[125] _De Vulgari Eloquio_, Lib. II. cap. i. _ad finem_. I quote this
treatise as Dante's, because the thoughts seem manifestly his; though
I believe that in its present form it is an abridgment by some
transcriber, who sometimes copies textually, and sometimes
substitutes his own language for that of the original.

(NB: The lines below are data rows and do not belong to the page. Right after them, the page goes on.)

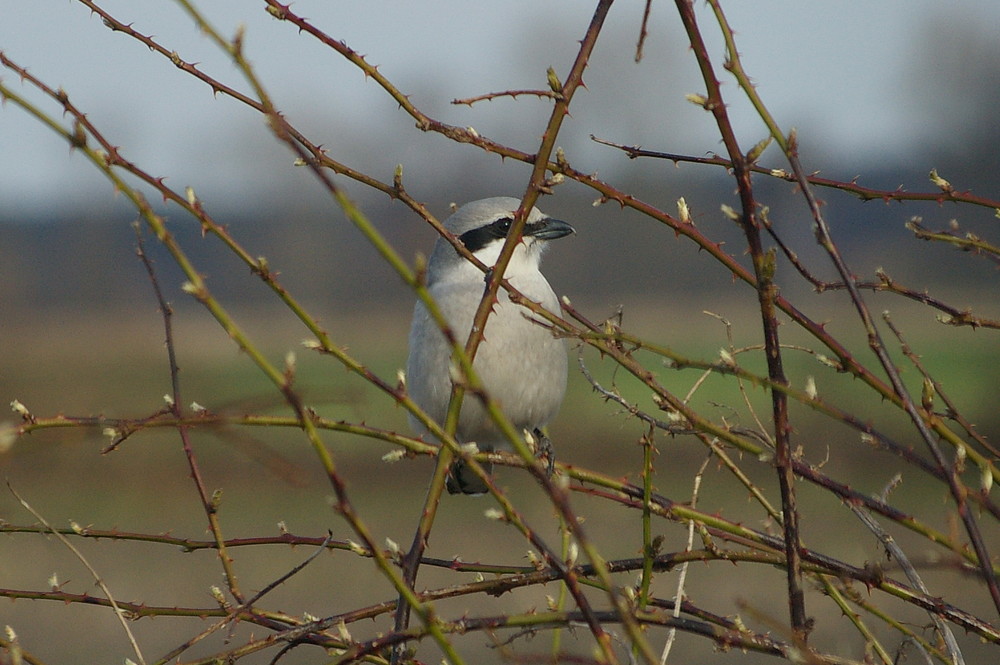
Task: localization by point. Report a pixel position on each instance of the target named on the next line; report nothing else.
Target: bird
(521, 364)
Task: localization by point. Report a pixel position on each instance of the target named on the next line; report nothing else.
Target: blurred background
(881, 92)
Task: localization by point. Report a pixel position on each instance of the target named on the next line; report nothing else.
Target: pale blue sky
(840, 71)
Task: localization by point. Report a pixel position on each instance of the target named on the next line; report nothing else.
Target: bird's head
(483, 225)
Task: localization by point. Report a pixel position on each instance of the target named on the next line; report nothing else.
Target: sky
(841, 72)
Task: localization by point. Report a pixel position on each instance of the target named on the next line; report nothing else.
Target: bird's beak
(549, 229)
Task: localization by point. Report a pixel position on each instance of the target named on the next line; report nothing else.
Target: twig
(119, 612)
(896, 552)
(514, 94)
(682, 575)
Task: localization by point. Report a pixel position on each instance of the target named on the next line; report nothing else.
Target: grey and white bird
(521, 364)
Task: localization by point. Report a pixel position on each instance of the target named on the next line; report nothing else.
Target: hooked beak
(548, 229)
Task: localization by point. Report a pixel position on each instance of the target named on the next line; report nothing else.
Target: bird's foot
(543, 449)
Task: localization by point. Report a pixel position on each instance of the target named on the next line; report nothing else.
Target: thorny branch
(725, 540)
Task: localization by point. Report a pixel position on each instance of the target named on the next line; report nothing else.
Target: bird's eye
(502, 226)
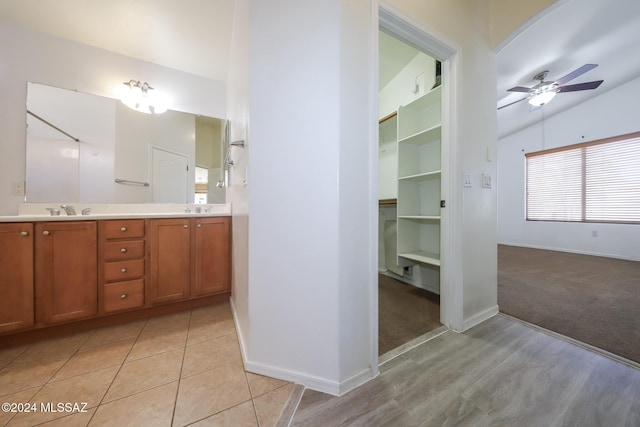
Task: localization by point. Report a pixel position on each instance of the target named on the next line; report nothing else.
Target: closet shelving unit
(419, 180)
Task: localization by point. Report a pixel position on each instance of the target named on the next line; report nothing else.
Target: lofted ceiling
(394, 56)
(567, 35)
(193, 36)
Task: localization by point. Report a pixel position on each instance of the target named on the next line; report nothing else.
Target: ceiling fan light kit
(545, 91)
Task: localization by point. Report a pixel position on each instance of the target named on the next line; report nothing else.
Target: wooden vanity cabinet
(212, 256)
(122, 264)
(69, 274)
(65, 271)
(189, 258)
(16, 278)
(169, 246)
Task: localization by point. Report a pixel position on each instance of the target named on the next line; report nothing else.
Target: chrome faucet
(70, 210)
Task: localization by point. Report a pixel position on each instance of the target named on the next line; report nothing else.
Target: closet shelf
(430, 258)
(421, 176)
(420, 217)
(431, 134)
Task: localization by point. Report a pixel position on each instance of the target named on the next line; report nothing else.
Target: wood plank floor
(499, 373)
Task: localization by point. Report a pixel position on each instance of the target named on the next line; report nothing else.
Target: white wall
(471, 255)
(312, 194)
(400, 90)
(610, 114)
(238, 192)
(26, 55)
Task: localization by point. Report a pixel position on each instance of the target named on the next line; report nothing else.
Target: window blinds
(592, 182)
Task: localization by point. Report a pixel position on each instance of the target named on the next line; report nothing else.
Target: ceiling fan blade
(580, 86)
(575, 73)
(511, 103)
(519, 89)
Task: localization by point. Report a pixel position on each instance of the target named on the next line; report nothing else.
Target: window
(596, 181)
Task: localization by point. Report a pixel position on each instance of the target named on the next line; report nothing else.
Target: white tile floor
(174, 370)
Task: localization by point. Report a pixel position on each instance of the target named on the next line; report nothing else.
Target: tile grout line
(184, 354)
(117, 373)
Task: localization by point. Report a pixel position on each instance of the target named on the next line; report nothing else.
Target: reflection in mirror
(84, 148)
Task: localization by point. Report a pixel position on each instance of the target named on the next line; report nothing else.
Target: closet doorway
(410, 192)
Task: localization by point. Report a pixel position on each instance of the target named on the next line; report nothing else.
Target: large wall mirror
(84, 148)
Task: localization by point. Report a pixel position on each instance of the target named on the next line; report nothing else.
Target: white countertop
(38, 212)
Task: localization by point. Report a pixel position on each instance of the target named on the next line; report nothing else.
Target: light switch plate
(18, 188)
(467, 180)
(486, 181)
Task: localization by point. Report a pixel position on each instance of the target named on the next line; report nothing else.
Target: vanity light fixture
(142, 97)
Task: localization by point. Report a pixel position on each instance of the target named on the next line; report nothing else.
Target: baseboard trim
(308, 381)
(478, 318)
(569, 251)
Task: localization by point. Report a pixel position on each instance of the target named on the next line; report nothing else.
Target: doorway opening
(414, 143)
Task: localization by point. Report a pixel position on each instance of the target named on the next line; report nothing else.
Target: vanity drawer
(130, 249)
(123, 270)
(123, 229)
(123, 295)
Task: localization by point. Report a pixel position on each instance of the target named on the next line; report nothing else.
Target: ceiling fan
(543, 92)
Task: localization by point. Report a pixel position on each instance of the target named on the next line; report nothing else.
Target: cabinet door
(169, 260)
(212, 259)
(66, 282)
(16, 277)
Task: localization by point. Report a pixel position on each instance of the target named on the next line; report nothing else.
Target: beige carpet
(404, 312)
(595, 300)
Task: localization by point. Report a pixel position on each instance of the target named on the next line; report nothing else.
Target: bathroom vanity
(66, 273)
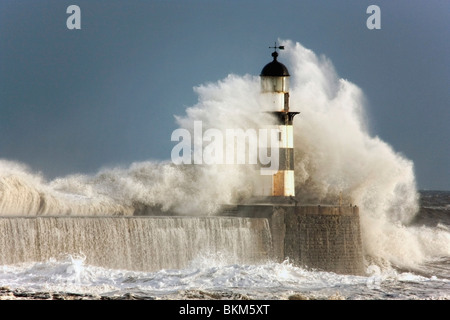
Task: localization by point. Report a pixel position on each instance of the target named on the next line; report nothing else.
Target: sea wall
(319, 237)
(134, 243)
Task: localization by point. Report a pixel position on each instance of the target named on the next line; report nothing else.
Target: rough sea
(210, 277)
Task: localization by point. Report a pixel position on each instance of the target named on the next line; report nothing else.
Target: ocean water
(212, 276)
(405, 233)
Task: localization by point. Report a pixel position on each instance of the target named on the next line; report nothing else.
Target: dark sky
(73, 101)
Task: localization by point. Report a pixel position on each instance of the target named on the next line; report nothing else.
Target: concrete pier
(319, 237)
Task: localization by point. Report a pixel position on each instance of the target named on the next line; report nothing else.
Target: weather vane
(277, 47)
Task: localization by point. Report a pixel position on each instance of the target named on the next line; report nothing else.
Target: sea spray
(336, 158)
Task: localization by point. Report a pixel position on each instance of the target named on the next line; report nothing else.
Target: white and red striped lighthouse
(275, 90)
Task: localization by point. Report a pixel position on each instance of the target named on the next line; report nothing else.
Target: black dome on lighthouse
(274, 68)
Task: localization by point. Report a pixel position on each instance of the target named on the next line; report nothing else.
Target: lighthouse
(275, 93)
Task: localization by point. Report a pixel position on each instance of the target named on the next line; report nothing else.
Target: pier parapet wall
(319, 237)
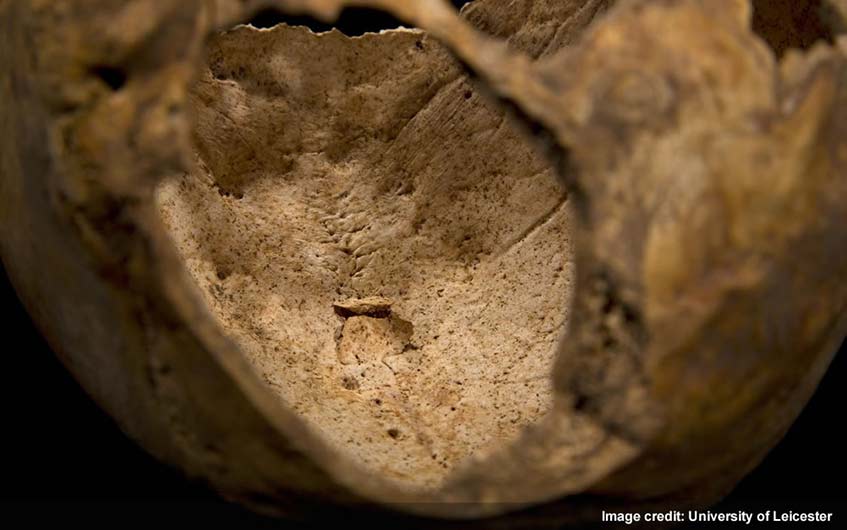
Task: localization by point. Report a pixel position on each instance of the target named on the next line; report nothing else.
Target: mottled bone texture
(317, 271)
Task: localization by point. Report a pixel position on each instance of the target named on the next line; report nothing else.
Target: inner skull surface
(378, 238)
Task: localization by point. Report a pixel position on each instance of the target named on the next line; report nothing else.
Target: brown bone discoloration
(708, 180)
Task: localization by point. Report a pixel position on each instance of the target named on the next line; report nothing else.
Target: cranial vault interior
(379, 239)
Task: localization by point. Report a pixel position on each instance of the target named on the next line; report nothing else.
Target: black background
(64, 459)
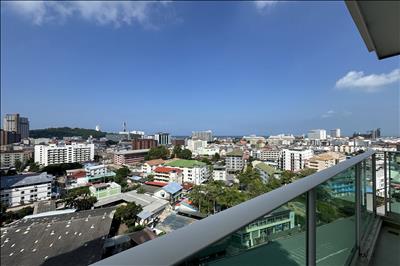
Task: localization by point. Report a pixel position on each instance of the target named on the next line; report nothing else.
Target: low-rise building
(171, 192)
(23, 189)
(193, 171)
(262, 230)
(219, 173)
(104, 190)
(149, 166)
(234, 161)
(266, 171)
(130, 156)
(168, 174)
(325, 160)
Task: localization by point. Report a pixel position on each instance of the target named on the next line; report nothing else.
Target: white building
(163, 138)
(9, 158)
(202, 135)
(317, 134)
(281, 139)
(325, 160)
(24, 189)
(193, 171)
(294, 159)
(196, 144)
(234, 161)
(220, 173)
(268, 154)
(66, 153)
(335, 133)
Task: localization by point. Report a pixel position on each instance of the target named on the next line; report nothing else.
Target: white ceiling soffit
(379, 25)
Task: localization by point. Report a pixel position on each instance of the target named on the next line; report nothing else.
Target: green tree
(160, 152)
(128, 213)
(140, 190)
(216, 157)
(176, 152)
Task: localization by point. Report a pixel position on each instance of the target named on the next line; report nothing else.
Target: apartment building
(64, 153)
(16, 123)
(140, 144)
(325, 160)
(234, 161)
(294, 159)
(163, 138)
(196, 144)
(268, 154)
(168, 174)
(317, 134)
(24, 189)
(203, 135)
(8, 158)
(219, 173)
(193, 171)
(130, 156)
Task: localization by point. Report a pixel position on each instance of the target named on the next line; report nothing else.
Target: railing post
(311, 228)
(358, 204)
(373, 168)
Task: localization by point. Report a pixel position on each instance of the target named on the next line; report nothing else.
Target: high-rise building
(335, 133)
(163, 138)
(65, 153)
(140, 144)
(203, 135)
(317, 134)
(16, 123)
(294, 159)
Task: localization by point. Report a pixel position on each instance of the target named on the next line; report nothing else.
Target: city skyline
(235, 68)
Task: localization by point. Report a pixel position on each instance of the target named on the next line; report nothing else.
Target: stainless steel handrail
(179, 245)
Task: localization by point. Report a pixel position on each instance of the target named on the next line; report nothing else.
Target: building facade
(317, 134)
(64, 153)
(16, 123)
(140, 144)
(130, 156)
(163, 138)
(24, 189)
(325, 160)
(193, 171)
(294, 159)
(234, 161)
(8, 158)
(203, 135)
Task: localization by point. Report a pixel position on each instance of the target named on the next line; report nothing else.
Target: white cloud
(357, 80)
(261, 5)
(116, 13)
(328, 114)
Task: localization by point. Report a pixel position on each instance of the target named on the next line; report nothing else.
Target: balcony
(333, 217)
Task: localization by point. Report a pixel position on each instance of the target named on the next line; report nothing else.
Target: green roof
(185, 163)
(266, 168)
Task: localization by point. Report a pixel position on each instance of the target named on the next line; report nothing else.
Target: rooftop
(69, 239)
(167, 170)
(185, 163)
(172, 188)
(131, 152)
(24, 180)
(235, 153)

[126] Vol. III. p. 348, _note_. He grounds his belief, not on the
misprinting of words, but on the misplacing of whole paragraphs. We
were struck with the same thing in the original edition of Chapman's
"Biron's Conspiracy and Tragedy." And yet, in comparing two copies of
this edition, I have found corrections which only the author could
have made. One of the misprints which Mr. Spedding notices affords
both a hint and a warning to the conjectural emendator. In the
edition of "The Advancement of Learning" printed in 1605 occurs the
word _dusinesse_. In a later edition this was conjecturally changed
to _business_; but the occurrence of _vertigine_ in the Latin
translation enables Mr. Spedding to print rightly, _dizziness_.
[127] "At first sight, Shakespeare and his contemporary dramatists
seem to write in styles much alike; nothing so easy as to fall into
that of Massinger and the others; whilst no one has ever yet produced
one scene conceived and expressed in the Shakespearian idiom.